In 1812, when the Indians around Mansfield were incited by the British to attacks upon the American frontier settlements, Chapman volunteered to speed through the night to Mt. Vernon, Ohio, to get help from Capt. Douglas, warning many lonely homesteads on the way. This incident is authenticated; there is a wider tradition that he traversed much of northern Ohio apprising settlers of the surrender of the American forces under Hull at Detroit and of the imminence of Indian massacres. The most famous tale about him is of a pharisaical minister who demanded from the pulpit, "Where is the man who, like the primitive Christian, walks toward heaven barefoot and clad in sackcloth?" "Johnny Appleseed," clad in short ragged trousers and a single upper garment of coffee sacking with holes cut for head and arms, barefoot, with a tin mush pan on his head for a hat, approached the pulpit, saying, "Here is a primitive Christian!"
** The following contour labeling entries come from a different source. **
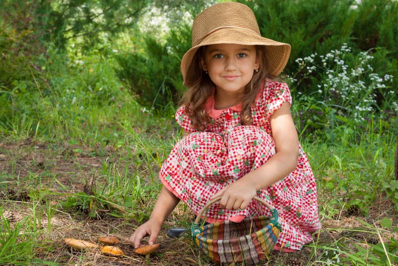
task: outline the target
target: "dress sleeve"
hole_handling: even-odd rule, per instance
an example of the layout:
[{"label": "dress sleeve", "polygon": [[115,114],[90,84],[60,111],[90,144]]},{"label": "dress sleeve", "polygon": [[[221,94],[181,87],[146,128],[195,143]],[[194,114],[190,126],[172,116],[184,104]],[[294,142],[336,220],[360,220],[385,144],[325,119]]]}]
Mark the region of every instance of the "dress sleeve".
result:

About 1838 Chapman crossed gradually into northern Indiana and continued his missionary and horticultural services. But after a long trip to repair damages in a distant orchard he was overtaken by pneumonia, and presented himself at the door of William Worth's cabin in Allen County, Indiana, where he died on March 11, 1847. He was buried in Archer's graveyard near Fort Wayne. The Honorable M. B. Bushnell erected a monument to him at Mansfield. His legendary life has inspired numerous literary works such as Denton J. Snider's Johnny Appleseed's Rhymes (1894), Nell Hillis's The Quest of John Chapman (1904), Eleanor Atkinson's Johnny Appleseed, the Romance of a Sower (1915), and Vachel Lindsay's "In Praise of Johnny Appleseed" in the Century Magazine, August 1921.

Further Reading

  • Duff, W.A., Johnny Appleseed, an Ohio Hero, 1914.
  • Harper's Magazine, XLIII, 830-36.
  • Ohio Archaeological and Historical Quarterly, IX, 1901.